I finished my dinner, even though I didn’t really want it. But I might get hungry later, and the last thing I wanted to do was annoy this man I didn’t remember knowing. I also didn’t relish the idea of coming down here alone in the middle of the night foraging for canned goods like an insomniac squirrel. However unsure I might be of Trevor, I liked the idea of being by myself in this big artificial castle even less.

Trevor took the plates and cups back to the kitchen and washed them with some water he must have drawn from the mysterious well. There were several medieval-looking pitchers of it in the industrial-sized fridge, pitchers which waiters and waitresses no doubt had used to refill iced tea. I stayed off to the side out of his way, trying to pick out a memory of anything I had ever personally experienced before today.

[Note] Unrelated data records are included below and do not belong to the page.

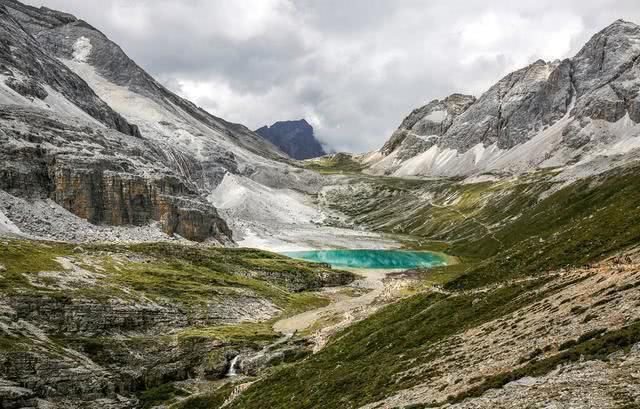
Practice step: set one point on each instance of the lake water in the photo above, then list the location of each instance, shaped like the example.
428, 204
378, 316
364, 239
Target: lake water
374, 259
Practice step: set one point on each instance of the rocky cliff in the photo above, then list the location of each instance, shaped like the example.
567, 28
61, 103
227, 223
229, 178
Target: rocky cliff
96, 326
85, 128
295, 138
547, 114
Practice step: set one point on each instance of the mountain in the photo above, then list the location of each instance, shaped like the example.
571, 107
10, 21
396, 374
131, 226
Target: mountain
127, 215
86, 130
295, 138
545, 115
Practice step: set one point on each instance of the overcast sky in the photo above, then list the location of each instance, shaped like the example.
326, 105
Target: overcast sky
353, 68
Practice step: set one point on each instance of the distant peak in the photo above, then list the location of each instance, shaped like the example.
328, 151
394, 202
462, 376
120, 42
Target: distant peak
620, 24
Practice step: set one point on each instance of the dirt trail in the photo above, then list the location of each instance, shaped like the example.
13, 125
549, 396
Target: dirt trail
341, 303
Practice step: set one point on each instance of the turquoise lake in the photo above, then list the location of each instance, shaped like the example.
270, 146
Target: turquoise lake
374, 259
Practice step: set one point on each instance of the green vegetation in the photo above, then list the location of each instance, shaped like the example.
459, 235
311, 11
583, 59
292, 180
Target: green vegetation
500, 231
161, 394
208, 400
586, 221
362, 364
166, 272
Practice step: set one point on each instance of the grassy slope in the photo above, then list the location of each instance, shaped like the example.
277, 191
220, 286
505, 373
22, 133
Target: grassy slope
160, 271
166, 273
576, 225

When I thought really hard, I got a fuzzy image of a white room and Trevor’s face. But then it blurred back into nothing but a bright white visual noise that made me dizzy. I gripped the edge of the stainless steel island for support.

“Are you okay?”

“F-fine. Just a little disoriented still.”

Trevor nodded. “Given the spill you took, I’m sure that’s quite normal.” He left the dishes to drain near the sink and joined me on the other side of the kitchen.

“You can explore the park tomorrow. Just don’t climb on any more pirate ships.” He gave me a handsome crooked smile that somehow still felt overwhelmingly ominous despite how hard he tried to make it endearing. “Would you like to see the first floor?”

“Sure.” What I really wanted to say was ‘not really’, but I didn’t want to piss off the only other person possibly for miles—the only one who knew how to navigate this fresh new hellscape.

On the bottom level, Trevor turned a crank. The drawbridge we’d walked across to get into the castle actually came up, closing us in for the night.

“You can never be too careful,” he said.

It had taken a lot of strength for him to turn the crank and raise the drawbridge. There was no way I could do that on my own. It might be easier to lower it, but that was just me guessing because it seemed like letting it down should be less strenuous than bringing it back up. I didn’t like the idea of him being the one who said whether or not I could leave the castle by a simple display of brute strength.

But that was life now, wasn’t it? In a civilized world, there might have been some level of equality, enforced by laws, but mostly enforced by practicality and technology. Now, everything was back to the law of the jungle. And brute strength was king. This wouldn’t be a world of happy equality, no matter what type of person Trevor turned out to be.